One of the areas of physics that had been getting a lot of publicity is the area of metametrials/left-handed materials that produces negative index of refraction. The "sexy" aspect of this study is the possibility of "cloaking" an object having such left-handed properties from electromagnetic radiation, even if it is only within a limit bandwidth. I've highlighted several of these cloaking reports previously (read here, here, and here).
Now comes something that throws cold water over everything. A paper that appeared in PRL recently pointed out that while any cloaking device, even a perfect one, cannot be detected via EM radiation, shooting charged particles at them allows them to be detected!
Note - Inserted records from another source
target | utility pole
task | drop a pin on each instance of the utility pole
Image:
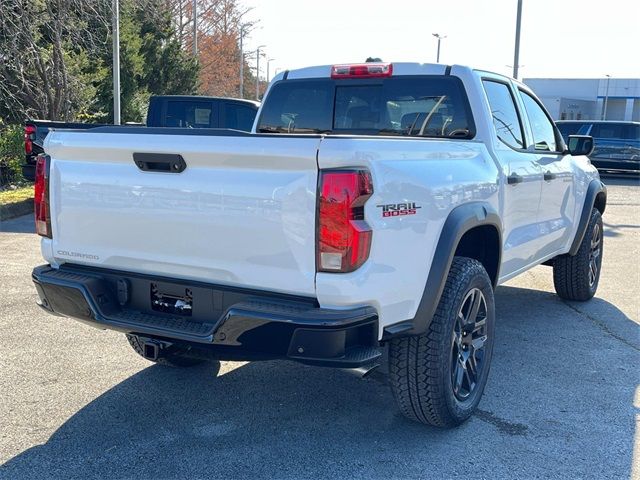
(258, 71)
(116, 62)
(439, 37)
(195, 28)
(241, 62)
(268, 63)
(516, 55)
(606, 99)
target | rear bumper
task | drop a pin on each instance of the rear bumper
(228, 323)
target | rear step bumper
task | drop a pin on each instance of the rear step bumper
(223, 322)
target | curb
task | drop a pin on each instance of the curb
(17, 209)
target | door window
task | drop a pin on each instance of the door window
(544, 135)
(505, 114)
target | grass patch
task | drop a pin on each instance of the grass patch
(8, 197)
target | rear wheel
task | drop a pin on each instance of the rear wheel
(174, 357)
(576, 277)
(438, 377)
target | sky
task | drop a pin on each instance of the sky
(560, 38)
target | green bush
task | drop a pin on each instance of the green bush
(11, 155)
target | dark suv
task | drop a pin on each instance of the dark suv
(617, 144)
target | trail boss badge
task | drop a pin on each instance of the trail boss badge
(398, 209)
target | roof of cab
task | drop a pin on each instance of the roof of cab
(399, 68)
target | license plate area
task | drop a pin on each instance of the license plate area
(171, 299)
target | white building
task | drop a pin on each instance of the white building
(585, 98)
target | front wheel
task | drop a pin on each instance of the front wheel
(438, 377)
(576, 277)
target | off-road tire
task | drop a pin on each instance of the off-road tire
(420, 367)
(174, 358)
(571, 274)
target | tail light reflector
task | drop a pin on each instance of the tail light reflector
(41, 197)
(29, 137)
(344, 238)
(362, 70)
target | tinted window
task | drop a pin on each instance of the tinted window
(607, 130)
(505, 115)
(632, 132)
(544, 135)
(415, 106)
(625, 131)
(567, 129)
(297, 107)
(190, 114)
(239, 117)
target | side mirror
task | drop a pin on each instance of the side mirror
(580, 145)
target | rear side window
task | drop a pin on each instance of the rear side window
(186, 114)
(505, 114)
(427, 106)
(238, 117)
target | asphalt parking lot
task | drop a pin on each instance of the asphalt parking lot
(562, 400)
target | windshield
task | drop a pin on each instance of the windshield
(426, 106)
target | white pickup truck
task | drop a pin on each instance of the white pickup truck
(373, 206)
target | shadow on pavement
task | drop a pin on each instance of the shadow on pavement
(621, 179)
(24, 224)
(561, 388)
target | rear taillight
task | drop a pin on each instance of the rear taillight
(29, 137)
(344, 238)
(361, 70)
(41, 197)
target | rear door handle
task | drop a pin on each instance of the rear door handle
(160, 162)
(514, 178)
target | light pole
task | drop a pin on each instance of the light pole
(116, 62)
(195, 28)
(516, 55)
(268, 63)
(606, 99)
(241, 61)
(258, 71)
(439, 37)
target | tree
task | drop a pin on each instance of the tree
(152, 62)
(56, 59)
(43, 47)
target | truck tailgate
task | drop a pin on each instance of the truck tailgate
(241, 213)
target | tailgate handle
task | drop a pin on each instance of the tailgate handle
(160, 162)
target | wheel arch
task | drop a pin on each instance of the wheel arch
(473, 230)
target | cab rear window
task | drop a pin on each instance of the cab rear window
(425, 106)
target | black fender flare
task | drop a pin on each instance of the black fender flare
(595, 188)
(460, 220)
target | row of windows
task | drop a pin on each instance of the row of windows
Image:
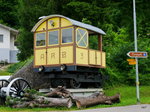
(66, 34)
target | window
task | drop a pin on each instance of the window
(40, 39)
(1, 38)
(53, 37)
(67, 35)
(82, 37)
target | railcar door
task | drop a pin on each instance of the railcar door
(40, 49)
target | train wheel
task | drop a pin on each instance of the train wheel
(74, 84)
(58, 82)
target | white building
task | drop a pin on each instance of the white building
(8, 50)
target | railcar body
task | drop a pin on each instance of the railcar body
(62, 53)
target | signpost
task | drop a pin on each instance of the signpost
(137, 54)
(131, 61)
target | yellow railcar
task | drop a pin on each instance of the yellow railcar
(62, 53)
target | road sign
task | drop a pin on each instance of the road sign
(131, 61)
(137, 54)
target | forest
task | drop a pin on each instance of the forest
(115, 17)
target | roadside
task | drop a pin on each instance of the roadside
(132, 108)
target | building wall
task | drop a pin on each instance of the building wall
(5, 54)
(12, 41)
(6, 38)
(13, 56)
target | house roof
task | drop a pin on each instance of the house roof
(74, 22)
(8, 28)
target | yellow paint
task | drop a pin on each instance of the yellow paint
(81, 37)
(66, 54)
(103, 59)
(42, 27)
(98, 58)
(92, 57)
(72, 35)
(65, 22)
(81, 56)
(36, 40)
(53, 23)
(40, 57)
(52, 56)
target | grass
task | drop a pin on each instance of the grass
(128, 97)
(3, 73)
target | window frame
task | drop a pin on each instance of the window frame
(58, 37)
(2, 38)
(72, 36)
(36, 39)
(77, 43)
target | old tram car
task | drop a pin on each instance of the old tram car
(62, 53)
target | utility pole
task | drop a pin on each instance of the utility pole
(136, 50)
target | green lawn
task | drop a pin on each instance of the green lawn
(128, 97)
(3, 73)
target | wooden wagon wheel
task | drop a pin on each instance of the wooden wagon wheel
(3, 83)
(74, 84)
(17, 87)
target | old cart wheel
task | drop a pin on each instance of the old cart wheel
(3, 83)
(74, 84)
(17, 87)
Abstract: A perfect invisibility cloak is commonly believed to be undetectable from electromagnetic (EM) detection because it is equivalent to a curved but empty EM space created from coordinate transformation. Based on the intrinsic asymmetry of coordinate transformation applied to motions of photons and charges, we propose a method to detect this curved EM space by shooting a fast-moving charged particle through it. A broadband radiation generated in this process makes a cloak visible. Our method is the only known EM mechanism so far to detect an ideal perfect cloak (curved EM space) within its working band.
So all you need is to shoot electrons and voila, you see these things being cloaked. Of course, this doesn't work to well in air since, depending on the electrons' energy, the mean free path of the electrons in air can be quite limited. But in the vacuum of outer space, that's a different story. Just think, we could have told Capt. Kirk how he could have detected those cloaked Klingon warbirds! It would have been so easy!
 B. Zhang and B.-I. Wu, Phys. Rev. Lett. v.103, p.243901 (2009).